No livro do Gênesis a história é mencionada muito brevemente, em uns poucos versículos, mas nessas outras fontes fica bastante claro que a construção dessa torre (possivelmente uma zigurate) tinha o objetivo de desafiar D’us.

Um historiador islâmico do século XIII, Abu al-Fida, relata que Nimrod, primeiro poderoso soberano da Terra e bisneto de Noé, mandou construir a torre como um ato de rebeldia. D’us a destrói e faz com que as pessoas falem idiomas diferentes – no relato, exatos 72 idiomas. Apenas ao patriarca Eber e sua família, que se recusaram a participar da construção da torre, é dado manter o idioma original, o hebraico.

Não existissem idiomas distintos, não existiria a necessidade da tradução. Mas, se a diferenciação dos idiomas foi uma punição, qual o lugar que a tradução ocupa? Seria um ato de rebeldia (ao se tentar, de alguma maneira, anular o castigo) ou, ao contrário, um ato de contrição, uma espécie de tardio pedido de desculpas (mostrando um desejo pelo mundo que existia antes da separação dos idiomas – e seguindo um caminho lógico um pouco invertido, antes da torre)?
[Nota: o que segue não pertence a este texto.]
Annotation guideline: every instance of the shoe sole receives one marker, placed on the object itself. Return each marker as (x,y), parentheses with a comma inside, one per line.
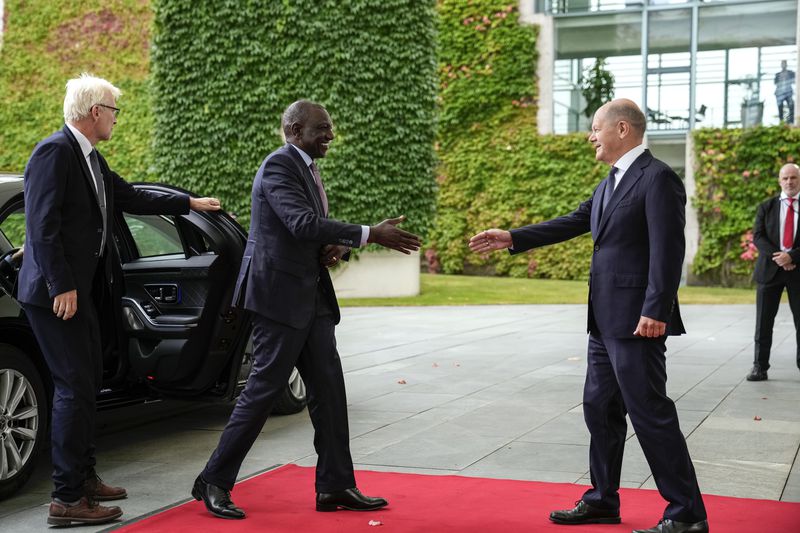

A única resposta que posso dar sem deixar de ser sincero é que não faço ideia. Talvez com tempo e paciência eu pudesse fazer um trabalho de pesquisa longo, exaustivo e totalmente inconclusivo a esse respeito, utilizando fontes rabínicas e as mais diversas teorias da tradução. Pensando bem, talvez um dia eu faça. Mas não vem ao caso agora.

A questão aqui é que, independente de como se possa encarar a tradução, ela é necessária. Ninguém no mundo sabe 72 idiomas – e as coisas mudaram desde os tempos de Nimrod, e hoje considera-se que existam cerca seis mil e novecentas línguas.

A literatura é o exemplo mais óbvio, mas precisamos da tradução para ter acesso a inúmeras outras coisas. Cinema, televisão, teatro. Manuais de instrução. Para as coisas mais básicas, em algum momento a tradução foi necessária: se vamos ao colégio e aprendemos sobre o Darwinismo ou sobre a fórmula de Bháskara, vale lembrar que nem Charles Darwin e nem Bháskara II escreviam ou falavam em português. As bulas dos remédios, via de regra, são traduções. E a lista pode se prolongar infinitamente.

Por isso, por mais que existam adágios como o infame “traduttore, traditore” (tradutor, traidor), a existência (mesmo que metafórica) de Babel faz com que a tradução seja uma das atividades humanas mais difundidas, mais importantes e mais desapercebidas de todas. Desde que Nimrod teve a ideia de construir aquela gigantesca torre vivemos em um mundo de traduções – e a modernidade só intensificou isso.